O entorno jurídico de Daniel Vorcaro segue em movimento para tentar reabrir negociações de um acordo de delação premiada com a Polícia Federal (PF) e a Procuradoria-Geral da República (PGR). Apesar das tentativas recentes, as conversas têm sido sistematicamente rejeitadas.
Os advogados de Daniel Vorcaro ainda tentam retomar um acordo?
Os representantes de Daniel Vorcaro, dono do Banco Master, continuam buscando reabrir a possibilidade de um acordo de colaboração com a PF e a PGR. A estratégia, no entanto, não tem encontrado abertura entre os investigadores.
Segundo interlocutores das duas partes, tanto da defesa quanto dos órgãos de investigação, todas as tentativas recentes foram frustradas. A avaliação predominante é de que não há, até o momento, confiança suficiente para retomar o diálogo.
Como foram as novas tentativas de negociação feitas pela defesa no STF?
O movimento mais recente foi conduzido pelo advogado Sérgio Leonardo, que abordou o procurador-geral da República, Paulo Gonet, no salão branco do Supremo Tribunal Federal (STF). No local, ele indicou que Vorcaro estaria disposto a apresentar uma nova proposta.
Leonardo afirmou que o cliente poderia colaborar com informações relevantes para PF e PGR, mas a resposta de Gonet foi imediata e negativa. O procurador-geral rejeitou a reaproximação sem abrir espaço para continuidade da conversa.
Por que PF e PGR rejeitam as propostas de delação de Daniel Vorcaro?
Tanto a Polícia Federal quanto a PGR avaliam com desconfiança as iniciativas de colaboração apresentadas por Vorcaro. Para os investigadores, não há sinais de que o ex-banqueiro esteja disposto a uma confissão completa e consistente.
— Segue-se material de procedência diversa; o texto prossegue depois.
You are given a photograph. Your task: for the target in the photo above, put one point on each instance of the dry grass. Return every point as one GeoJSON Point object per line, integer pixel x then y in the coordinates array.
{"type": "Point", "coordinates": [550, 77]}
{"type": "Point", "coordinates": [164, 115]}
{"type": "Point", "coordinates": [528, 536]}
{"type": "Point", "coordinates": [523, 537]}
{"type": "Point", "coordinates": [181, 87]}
Em 15 do mês passado, a PGR rejeitou a segunda proposta apresentada, alegando falta de informações relevantes e omissões de fatos já conhecidos pela investigação. A PF já havia tomado decisão semelhante dias antes. Antes da recusa definitiva, o caso passou por uma sequência de avaliações internas que reforçaram a perda de confiança:
- Ausência de novas informações relevantes para o caso
- Possíveis omissões de fatos já apurados pela PF
- Falta de consistência na narrativa apresentada
- Desconfiança sobre a real intenção de colaboração
O que mudou após o fim das negociações e a transferência para a Papudinha?
Com o encerramento das tratativas, Daniel Vorcaro foi transferido da Superintendência da Polícia Federal no Distrito Federal para o 19º Batalhão da Polícia Militar do DF, conhecido como “Papudinha”.
A medida foi adotada após o colapso das negociações e integra o andamento da investigação ligada à Operação Compliance Zero, que apura um esquema de fraude e corrupção.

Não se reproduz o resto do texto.